The glitching risk is not immediately obvious to me.  Specifically, why is
this only a problem for DelayNode?


> I think we need to allow the DelayNode to continue to produce a
> larger number of channels than its input, for at least some period.
>

That doesn't seem to be possible to implement, since the delay time may not
be a multiple of 128, so the delay buffers may not be aligned to the block
boundaries.


> Is it necessary to specifying exactly when a DelayNode should
> change its number of output channels, or can we leave this to the
> implementation?
>

This needs to be specified, since this behavior is observable from web
content.


>   Exactly what this might be is unclear because of the variable
>   delay value.
>
>   If the y(t) = x(t - d(t)) delay model is used (see [2]), and
>   rates of change in delay of < -1 are permitted, then any part of
>   the buffer may be output at a future time, and so the output
>   channel count shouldn't drop until maxDelayTime has elapsed
>   after input channel count change.
>
>   If rates of change in delay are limited by the implementation to
>   be >= -1, then the output channel count can be changed when the
>   read pointer passes the position the write pointer had when the
>   channel count changed.  We can't be precise to the particular
>   sample, as one output block per change may require some
>   up-mixing to the maximum channel count of its buffered
>   components.
>
> As pointed out in [1], if a delay node keeps only one buffer and
> the channel count changes, then there may be too much processing
> required to up-mix the entire buffer at once.  A stereo delay
> buffer, of the maximum three minute length, for a 48 kHz context,
> may be 66 MB in size.
>

As a strawman proposal, how about we handle the channel count changes in
discrete mode?  That way, the implementation can optimize away almost all
of the up/down-mixing work.

One tricky thing to specify as well would be what should happen if you go
from channel count N to N-1 on one block and then back to N on the next?
Should the implementation hold the Nth delay buffer around or read from it,
or should the Nth channel on the second block be silent?

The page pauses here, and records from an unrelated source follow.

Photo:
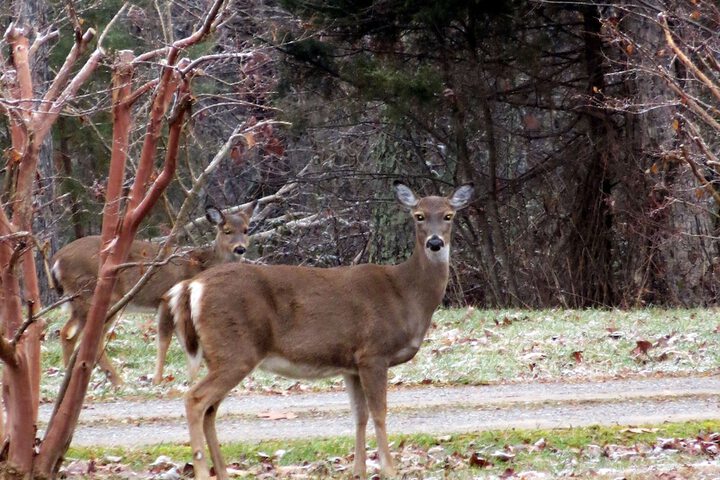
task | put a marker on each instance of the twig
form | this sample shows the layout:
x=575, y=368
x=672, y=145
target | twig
x=30, y=320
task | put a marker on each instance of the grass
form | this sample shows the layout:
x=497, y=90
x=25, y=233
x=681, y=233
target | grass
x=581, y=452
x=463, y=346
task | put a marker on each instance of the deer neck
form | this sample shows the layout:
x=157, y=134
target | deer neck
x=206, y=257
x=426, y=277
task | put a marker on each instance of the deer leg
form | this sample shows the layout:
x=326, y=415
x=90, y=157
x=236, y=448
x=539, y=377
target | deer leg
x=104, y=361
x=373, y=379
x=204, y=395
x=164, y=336
x=107, y=366
x=70, y=332
x=360, y=412
x=213, y=443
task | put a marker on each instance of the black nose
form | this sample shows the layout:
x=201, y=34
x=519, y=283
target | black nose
x=435, y=243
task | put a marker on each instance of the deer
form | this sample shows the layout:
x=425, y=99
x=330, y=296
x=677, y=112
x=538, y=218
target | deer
x=75, y=268
x=310, y=322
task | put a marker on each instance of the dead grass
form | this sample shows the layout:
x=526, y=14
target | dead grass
x=464, y=346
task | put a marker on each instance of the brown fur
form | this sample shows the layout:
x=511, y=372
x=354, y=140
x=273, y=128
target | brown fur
x=311, y=322
x=75, y=267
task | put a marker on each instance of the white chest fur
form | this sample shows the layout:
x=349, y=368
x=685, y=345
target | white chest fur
x=282, y=366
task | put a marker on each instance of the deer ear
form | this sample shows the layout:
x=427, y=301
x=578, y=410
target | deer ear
x=214, y=215
x=461, y=196
x=250, y=209
x=404, y=195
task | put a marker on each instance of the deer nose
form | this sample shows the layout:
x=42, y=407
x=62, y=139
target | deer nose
x=435, y=243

> An alternative approach is to keep old buffers after channel count
> changes until they are no longer required, and mix them together
> for the output.  A downside of this approach is that we could
> theoretically end up with as many buffers as the maximum numbers
> of channels, 32 or more.  That is 32 * 31 / 2 channels, which is
> about 16 GB if they are 3 minute uncompressed buffers.
>

This sort of relates to the question I brought up above.  My instinct here
would be to drop the buffers as soon as the input channel count drops down.

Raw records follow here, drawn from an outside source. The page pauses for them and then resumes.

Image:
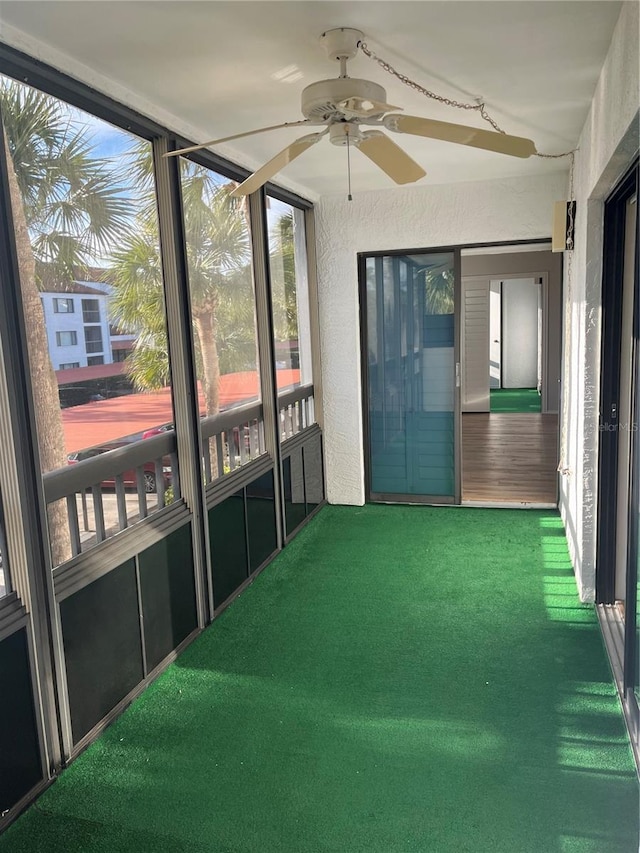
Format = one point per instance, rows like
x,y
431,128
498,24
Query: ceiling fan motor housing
x,y
321,100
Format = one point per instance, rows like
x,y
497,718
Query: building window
x,y
66,339
93,338
289,294
90,311
63,306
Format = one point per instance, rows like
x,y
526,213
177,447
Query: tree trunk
x,y
205,326
51,439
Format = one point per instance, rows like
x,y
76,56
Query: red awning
x,y
110,420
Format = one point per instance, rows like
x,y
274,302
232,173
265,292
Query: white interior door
x,y
475,342
520,332
495,335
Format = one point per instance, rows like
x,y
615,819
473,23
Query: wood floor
x,y
509,457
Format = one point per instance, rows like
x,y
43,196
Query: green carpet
x,y
399,680
514,400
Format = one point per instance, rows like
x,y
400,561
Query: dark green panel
x,y
20,766
261,520
228,542
293,484
168,594
102,646
313,472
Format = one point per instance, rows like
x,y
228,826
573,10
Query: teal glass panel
x,y
411,374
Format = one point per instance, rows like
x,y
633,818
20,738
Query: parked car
x,y
129,478
148,433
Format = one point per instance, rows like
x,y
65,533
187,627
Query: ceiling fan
x,y
344,103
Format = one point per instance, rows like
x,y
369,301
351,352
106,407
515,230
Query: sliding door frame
x,y
379,497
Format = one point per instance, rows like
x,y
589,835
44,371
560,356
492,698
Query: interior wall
x,y
509,264
607,146
406,218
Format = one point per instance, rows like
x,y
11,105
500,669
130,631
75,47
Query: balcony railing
x,y
231,439
296,410
114,489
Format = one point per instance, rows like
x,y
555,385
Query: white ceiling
x,y
217,68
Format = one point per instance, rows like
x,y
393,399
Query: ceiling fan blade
x,y
282,159
490,140
354,107
390,157
238,136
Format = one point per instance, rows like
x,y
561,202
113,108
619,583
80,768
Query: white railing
x,y
230,439
114,489
296,410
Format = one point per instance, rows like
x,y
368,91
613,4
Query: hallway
x,y
398,680
510,457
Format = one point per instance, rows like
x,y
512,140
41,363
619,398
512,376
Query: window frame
x,y
73,337
59,300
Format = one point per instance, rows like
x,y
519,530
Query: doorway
x,y
618,544
510,331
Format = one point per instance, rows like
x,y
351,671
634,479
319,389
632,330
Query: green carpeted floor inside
x,y
399,680
507,400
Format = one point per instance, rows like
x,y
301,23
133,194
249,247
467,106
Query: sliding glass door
x,y
410,342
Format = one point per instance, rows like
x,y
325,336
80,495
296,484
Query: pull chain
x,y
479,107
349,196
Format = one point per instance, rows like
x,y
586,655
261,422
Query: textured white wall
x,y
406,218
607,146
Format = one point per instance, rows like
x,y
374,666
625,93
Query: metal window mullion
x,y
314,315
19,442
182,365
264,324
219,455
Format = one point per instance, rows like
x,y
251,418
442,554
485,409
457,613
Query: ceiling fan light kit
x,y
344,103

> Another approach is to keep pointers to the positions in the
> buffer when the channel count changed, and add channels only as
> required.  Then a 3 minute 32 channel uncompressed buffer would
> require only 1 GB ;).
>

Before discussing fancier proposals than my strawman, I'd like to
understand why that simplistic approach would not be enough.

Cheers,
--
Ehsan
<http://ehsanakhgari.org/>
Received on Wednesday, 28 August 2013 16:16:34 UTC